Nouvelle étude sur les faux souvenirs

Pour comprendre comment fonctionne le processus des faux souvenirs, deux psychologues, Julia Shaw (université de Bedfordshire, Royaume-Uni) et Stephen Porter (université de Colombie-Britannique, Canada) ont élaboré une expérience. Les résultats qui viennent d’être publiés par la revue Psychological Science, montrent comment il est simple de convaincre une personne qu’elle a commis un crime.

Plusieurs dizaines d’étudiants qui n’avaient jamais eu affaire avec la justice ont été recrutés pour l’expérience pensant qu’ils participaient à une étude sur la récupération des souvenirs.

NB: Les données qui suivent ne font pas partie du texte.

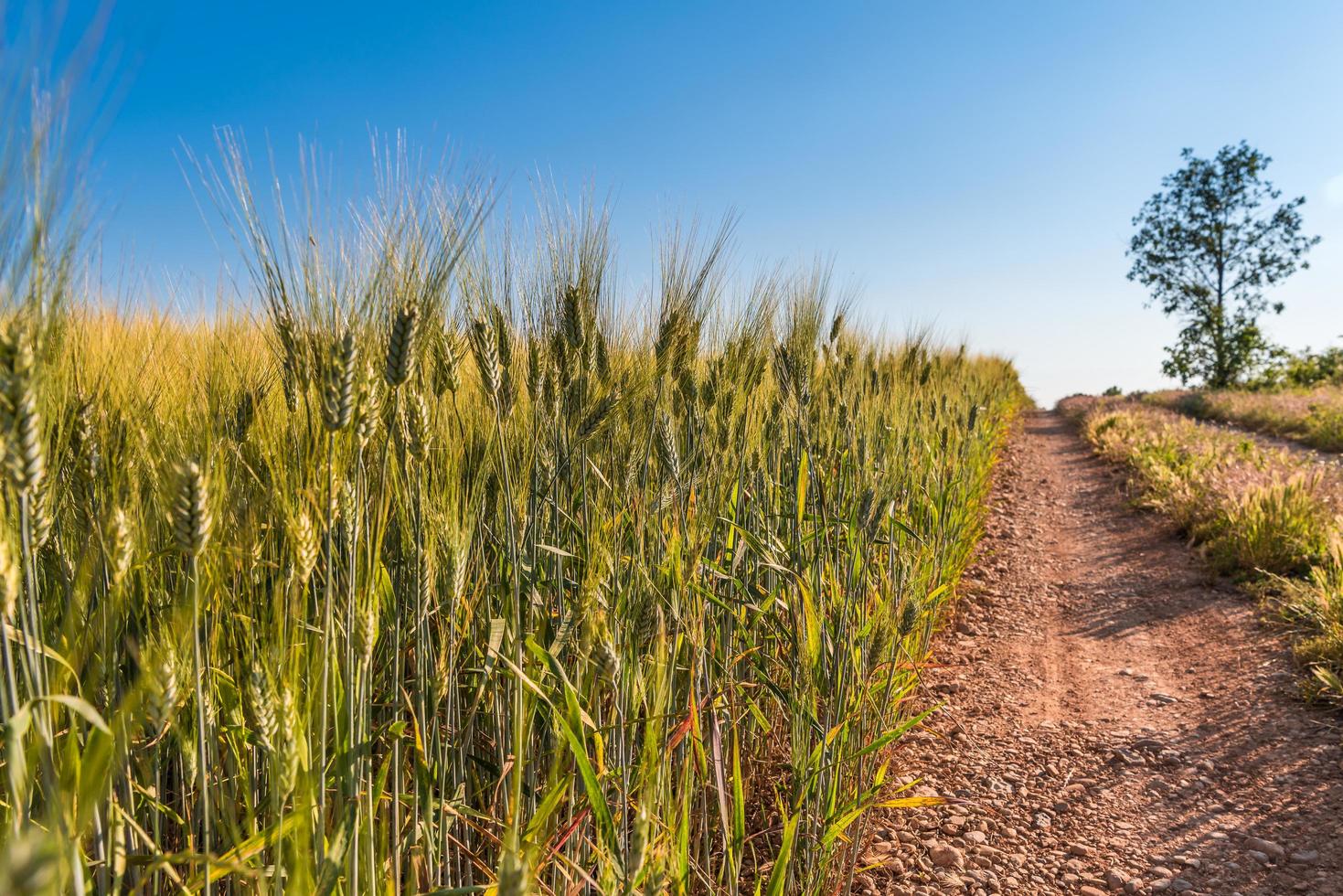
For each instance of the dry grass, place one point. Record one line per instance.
(1268, 516)
(1312, 417)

Leurs parents, qui se sont engagés à ne pas leur parler de leur participation à l’expérience, ont été soumis à un questionnaire sur la prime adolescence de leurs enfants où ils devaient relater des émotions fortes vécues par leurs enfants durant cette période.
Lors d’un entretien, le chercheur raconte l’anecdote véritable rapportée par ses parents ainsi qu’une autre histoire, tout aussi forte sur le plan émotionnel mais inventée de toutes pièces. Pour la moitié du panel, le récit inventé impliquait les étudiants dans un crime (vol, agression). L’autre moitié était censée avoir subi un gros préjudice (blessure, attaque, perte d’une somme d’argent ayant entraîné un conflit avec les parents).
Le récit fictif était émaillé de détails véridiques.

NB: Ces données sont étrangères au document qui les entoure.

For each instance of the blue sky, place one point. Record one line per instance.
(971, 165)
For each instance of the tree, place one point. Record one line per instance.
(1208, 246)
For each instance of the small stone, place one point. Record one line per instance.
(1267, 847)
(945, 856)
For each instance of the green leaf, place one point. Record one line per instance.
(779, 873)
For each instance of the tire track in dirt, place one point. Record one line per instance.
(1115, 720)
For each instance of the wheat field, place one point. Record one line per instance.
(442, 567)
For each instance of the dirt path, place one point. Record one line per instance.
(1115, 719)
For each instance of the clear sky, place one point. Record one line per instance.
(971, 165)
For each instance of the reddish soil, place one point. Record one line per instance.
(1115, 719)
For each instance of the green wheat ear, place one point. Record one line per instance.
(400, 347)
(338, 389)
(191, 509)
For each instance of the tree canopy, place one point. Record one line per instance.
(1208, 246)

La remémoration du premier récit ne pose pas de problème au cobaye. Pour le second récit, le chercheur l’encourage à fouiller sa mémoire en exerçant une gentille mais ferme pression sur lui : « si elles font de gros efforts, la plupart des personnes sont capables de retrouver les souvenirs perdus ».
Deux autres entretiens suivent, espacés d’une semaine, durant lesquels les étudiants sont invités à parler des deux récits avec le plus de détails possible.
Les résultats sont impressionnants. Sur la base des détails remémorés, plus des deux tiers des participants ont effectivement cru avoir vécu la fausse histoire. Le plus étonnant est la précision des éléments descriptifs dans les récits fictifs.

Pour Julia Shaw et Stephen Porter, la facilité déconcertante avec laquelle une personne se persuade d’avoir commis un crime tient au fait que les vrais souvenirs se réactivent à l’aide de fragments « vrais » éparpillés et peuvent ne pas avoir de liens directs avec la « fausse » histoire qu’on se remémore. Dans des situations de stress, le sujet peut oublier la source des indices sur lesquels il fonde son souvenir et même qu’ils ont été induits par son interlocuteur.